Dutch Oven - Essential for slow cooking with consistent heat distribution.
Large Skillet (Frying Pan) - Perfect for sautéing onions, garlic, or vegetables as a base for the stew.
Stainless Steel Cookware Set - Versatile pots and pans suitable for various cooking techniques in recipes like this one.

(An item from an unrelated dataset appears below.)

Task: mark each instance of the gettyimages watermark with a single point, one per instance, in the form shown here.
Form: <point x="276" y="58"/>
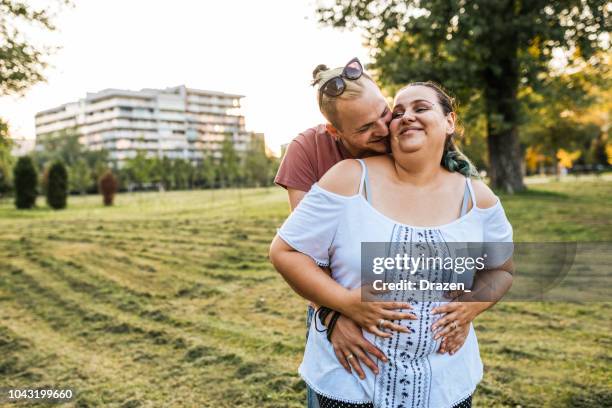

Ladle - Essential for serving the stew without spillage.
Measuring Cups and Spoons - Necessary for accurate ingredient measurements, crucial for recipe precision.
Silicone Spatula - Useful for stirring and folding nonstick surfaces safely.
Strainers or Colanders - For rinsing vegetables or straining broth as needed.
Tongs - To handle hot utensils safely during cooking processes.
Serving Bowls - Ideal for presenting the stew in a beautiful way for serving.
6 tablespoons vegetable oil
1 medium onion, finely chopped
1 1/4 teaspoons salt
1 (2- by 1-inch) piece peeled fresh ginger, quartered
5 large garlic cloves, coarsely chopped
5 1/3 cups water
1 1/2 teaspoons curry powder
3/4 teaspoon ground turmeric
1/2 teaspoon ground cumin
1 cup red lentils, picked over and rinsed
3 medium carrots, quartered lengthwise, then cut crosswise into 1/2-inch pieces
3 cups chopped trimmed spinach leaves (3 ounces)
1 cup frozen peas (not thawed)
1/2 cup chopped fresh cilantro
1/4 teaspoon cumin seeds
1/4 teaspoon dried hot red-pepper flakes
Accompaniments: basmati rice; basmati rice; roasted cauliflower fresh cilantro sprigs
I publish delicious recipes that most of the times required 10 ingredients or less and 30 minutes or less to prepare.
AboutI create simple, delicious recipes that require 10 ingredients or less, one bowl, or 30 minutes or less to prepare.